Determination of T. cruzi Infection Status of Vector Specimens

Because of the lag period occurring between collection periods, most specimens were too desiccated to attempt determination of infection status by microscopic examination of fecal matter. Therefore, for each specimen, the terminal segment of the abdomen was removed using sterile dissection tools. Individual samples were then pulverized in PBS using a hand operated, cordless pellet pestle with sterilized tissue grinders (Fisher Scientific, Pittsburgh, PA). The slurry was then processed by PCR to determine T. cruzi presence according to methods reported in Virreira et al. (2003). DNA was extracted from these samples using QiaAmp DNA Blood Mini Kit (QIAGEN, Valencia, CA). Separate PCR reactions were run to amplify sequences targeting both genomic DNA (TCZ) and kDNA minicircle segments (S35/36). PCR products were run on 1.5% agarose gels stained with 0.5 µg/ml ethidium bromide. Samples from which both target sequences were successfully amplified were considered positive for T. cruzi.

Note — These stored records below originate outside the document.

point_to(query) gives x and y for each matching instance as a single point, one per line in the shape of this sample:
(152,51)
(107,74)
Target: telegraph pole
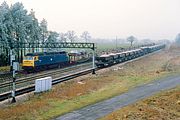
(12,70)
(116,42)
(93,72)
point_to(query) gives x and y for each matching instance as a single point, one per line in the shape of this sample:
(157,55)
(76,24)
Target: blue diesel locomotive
(45,60)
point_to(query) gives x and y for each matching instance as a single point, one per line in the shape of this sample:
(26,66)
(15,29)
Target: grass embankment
(90,89)
(162,106)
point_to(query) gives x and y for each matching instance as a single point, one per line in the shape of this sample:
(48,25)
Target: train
(114,58)
(47,60)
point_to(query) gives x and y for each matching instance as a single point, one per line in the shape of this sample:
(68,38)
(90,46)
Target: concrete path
(103,108)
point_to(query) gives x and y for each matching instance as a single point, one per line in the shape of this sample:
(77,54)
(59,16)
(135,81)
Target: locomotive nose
(28,63)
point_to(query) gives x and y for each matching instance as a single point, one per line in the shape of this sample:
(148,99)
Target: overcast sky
(154,19)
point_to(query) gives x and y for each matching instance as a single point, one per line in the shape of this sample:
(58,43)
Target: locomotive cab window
(28,58)
(35,58)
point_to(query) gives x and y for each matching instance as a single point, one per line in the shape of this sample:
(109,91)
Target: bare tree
(86,36)
(131,39)
(71,36)
(62,37)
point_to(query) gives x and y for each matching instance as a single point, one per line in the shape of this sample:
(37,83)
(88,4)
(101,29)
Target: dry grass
(163,106)
(89,89)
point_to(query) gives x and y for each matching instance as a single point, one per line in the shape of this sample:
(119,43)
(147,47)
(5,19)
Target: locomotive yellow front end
(28,62)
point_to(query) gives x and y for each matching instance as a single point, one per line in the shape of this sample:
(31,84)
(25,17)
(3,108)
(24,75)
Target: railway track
(31,88)
(58,76)
(28,81)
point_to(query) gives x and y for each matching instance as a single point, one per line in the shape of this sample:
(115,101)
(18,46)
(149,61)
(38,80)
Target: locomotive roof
(45,53)
(105,55)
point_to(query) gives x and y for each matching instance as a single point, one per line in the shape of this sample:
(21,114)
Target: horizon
(155,19)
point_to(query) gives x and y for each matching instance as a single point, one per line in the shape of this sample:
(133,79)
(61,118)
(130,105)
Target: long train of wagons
(45,60)
(114,58)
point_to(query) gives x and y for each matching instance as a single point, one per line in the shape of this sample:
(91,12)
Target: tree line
(19,25)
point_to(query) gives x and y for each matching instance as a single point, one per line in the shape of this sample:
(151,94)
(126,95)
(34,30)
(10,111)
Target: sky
(154,19)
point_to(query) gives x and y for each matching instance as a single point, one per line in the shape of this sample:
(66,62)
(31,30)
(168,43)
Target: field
(90,89)
(162,106)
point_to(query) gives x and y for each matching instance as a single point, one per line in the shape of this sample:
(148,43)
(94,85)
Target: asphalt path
(103,108)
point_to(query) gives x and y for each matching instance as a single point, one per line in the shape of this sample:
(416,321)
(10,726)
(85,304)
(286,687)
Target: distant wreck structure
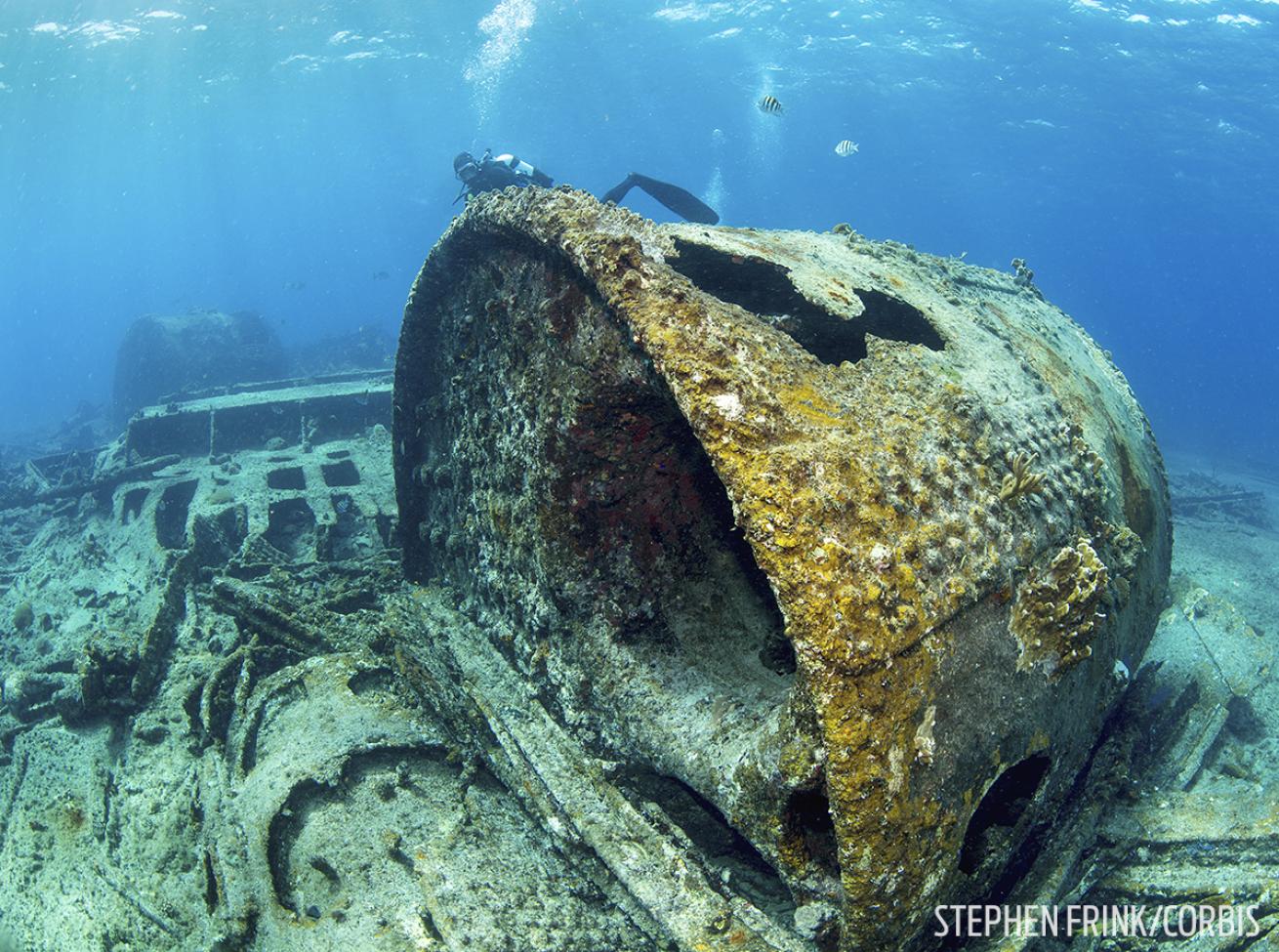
(807,567)
(168,354)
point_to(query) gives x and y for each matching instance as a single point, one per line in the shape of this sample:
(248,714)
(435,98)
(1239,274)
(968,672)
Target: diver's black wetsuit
(489,173)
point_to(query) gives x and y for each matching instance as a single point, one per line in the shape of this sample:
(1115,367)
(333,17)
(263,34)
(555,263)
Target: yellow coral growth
(1056,610)
(1021,480)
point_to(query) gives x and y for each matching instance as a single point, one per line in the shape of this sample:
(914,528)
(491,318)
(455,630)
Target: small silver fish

Collection of Household Attribute Data

At the time of enrollment and after informed consent was obtained, adult inhabitants were given a brief survey that inquired on the individual's previous encounters with T. dimidiata s.l. as well as additional behavioral information regarding household use of insecticides. Additional information regarding the visual household structure and presence of domesticated animals was recorded. The attributes recorded included: GIS location, number of rooms, number of bedrooms, presence of screened doors, presence of screened windows, presence and type(s) of animals in domestic area, presence and type(s) of animals in peridomestic area, external light sources, community light sources, distance to community light sources, status of surrounding vegetation (primary, secondary, agricultural), wall material, roof material, floor material, number of wall gaps larger than 2 cm, and opening between roof eaves and wall structure. Later, the distance from each house location to the village periphery was measured using Google Earth (Google Earth Pro 2012).

Data Analysis

Presence data were mapped at the village level using ArcGIS 10.1 software (ESRI, Redlands, CA). Village infestation rates were calculated as the percentage of household positive for vector presence. District infestation rates were calculated as the percentage of villages positive for vector presence(Dumonteil et al. 2002). Chi square analysis tested trends in vector presence for sex differentiation and seasonality. Univariate analysis of each attribute was performed to determine correlation of each household characteristic monitored ( Supp Material 2 [online only]) with observations of T. dimidiata s.l. within the household (SPSS 28, Armonk, CA). Characteristics with a significance value less than 0.2 were included in the final multiple logistic regression. Stepwise regression was also employed using the variables in Table 2 in an attempt to standardize variable selection in a final model.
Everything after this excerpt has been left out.